Name | Type | Description |
---|---|---|
workflow | string | Specification of the workflow to execute. |
name | string; optional | A human-readable name. |
notes | string; optional | Notes describing the purpose of this experiment. |
tags | string[]; optional | Some tags, used when searching for runs. |
seed | long; optional | Seed to be used for deterministic reproduction. If not specified, a random one will be generated. |
repeat | integer; optional; default: 1 | Number of times to repeat each run. |
params | object; optional | Mapping between parameter names and their values. |
Specifying parameters
When defining an experiment, you can specify values for parameters. You must specify a value for all parameters, except if they are only used by optional inputs. You can either specify a single value or multiple values for any parameter, triggering the execution of multiple versions of the same original workflow. Accio currently supports several ways to specify parameters, described in the next sections.
The different values that a parameter will take are defined via a JSON object whose only key is values
, mapped to a JSON array with all values taken by the parameter.
The order of values has no importance.
Values should be specified using the same format as for workflow input values.
For example:
{
"params": {
"epsilon": {
"values": [1, 0.1, 0.001, 0.0001]
}
}
}
Of course, a singleton can be passed as values
.
If at least one parameter has more than one possible value, the cross product of all values will be taken to determine the runs to actually trigger.

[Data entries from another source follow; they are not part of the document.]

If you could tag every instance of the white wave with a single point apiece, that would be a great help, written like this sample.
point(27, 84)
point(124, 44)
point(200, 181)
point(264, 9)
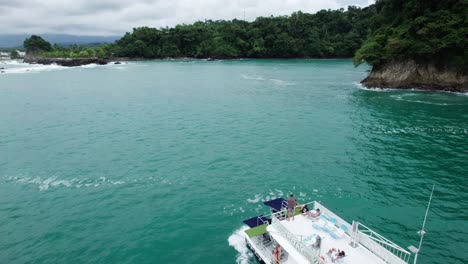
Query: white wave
point(374, 89)
point(257, 198)
point(280, 82)
point(237, 241)
point(11, 62)
point(253, 77)
point(45, 184)
point(29, 68)
point(90, 66)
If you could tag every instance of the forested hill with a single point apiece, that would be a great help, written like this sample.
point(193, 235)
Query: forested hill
point(426, 31)
point(326, 34)
point(418, 44)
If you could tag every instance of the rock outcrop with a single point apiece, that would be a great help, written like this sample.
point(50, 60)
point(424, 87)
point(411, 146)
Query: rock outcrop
point(410, 75)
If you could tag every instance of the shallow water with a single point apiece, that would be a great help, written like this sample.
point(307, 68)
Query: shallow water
point(154, 162)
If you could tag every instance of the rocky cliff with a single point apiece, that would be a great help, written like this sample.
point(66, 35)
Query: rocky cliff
point(32, 58)
point(410, 74)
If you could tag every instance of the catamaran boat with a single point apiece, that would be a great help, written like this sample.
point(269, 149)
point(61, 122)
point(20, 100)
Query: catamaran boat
point(316, 239)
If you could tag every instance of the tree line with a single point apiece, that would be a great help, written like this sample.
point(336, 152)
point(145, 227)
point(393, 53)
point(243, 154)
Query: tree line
point(421, 30)
point(325, 34)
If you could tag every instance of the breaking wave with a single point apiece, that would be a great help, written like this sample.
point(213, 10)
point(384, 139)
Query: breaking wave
point(237, 241)
point(46, 183)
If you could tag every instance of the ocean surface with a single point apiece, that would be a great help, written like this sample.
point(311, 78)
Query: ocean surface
point(160, 161)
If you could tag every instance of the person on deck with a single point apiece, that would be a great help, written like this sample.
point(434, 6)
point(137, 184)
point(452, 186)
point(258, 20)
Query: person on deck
point(291, 204)
point(316, 214)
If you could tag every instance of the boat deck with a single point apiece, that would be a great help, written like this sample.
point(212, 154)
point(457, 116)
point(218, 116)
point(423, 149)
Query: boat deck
point(302, 228)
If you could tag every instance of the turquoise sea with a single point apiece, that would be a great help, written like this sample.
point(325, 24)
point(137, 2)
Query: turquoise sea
point(160, 161)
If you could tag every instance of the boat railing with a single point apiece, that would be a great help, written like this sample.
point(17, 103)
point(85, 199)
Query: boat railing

For example, 8 (4 x 2 x 1) different runs will be launched with the following configuration:
{
"params": {
"epsilon": {
"values": [1, 0.1, 0.001, 0.0001]
},
"uri": {
"values": ["/path/to/geolife", "/path/to/cabspotting"]
},
"level": {
"values": [12]
}
}
}
Controlling randomness with a seed
Some workflows may include operators marked as unstable, which means they need some source of randomness when being executed.
This randomness is provided through a seed.
By default, a random seed is generated for each run, but you may fix it through the seed
key.
If a run definition gives birth to several runs, the seed specified in the definition will be used to deterministically generate a seed for each child run.
If a run definition corresponds to a single run, the specified seed will be used directly.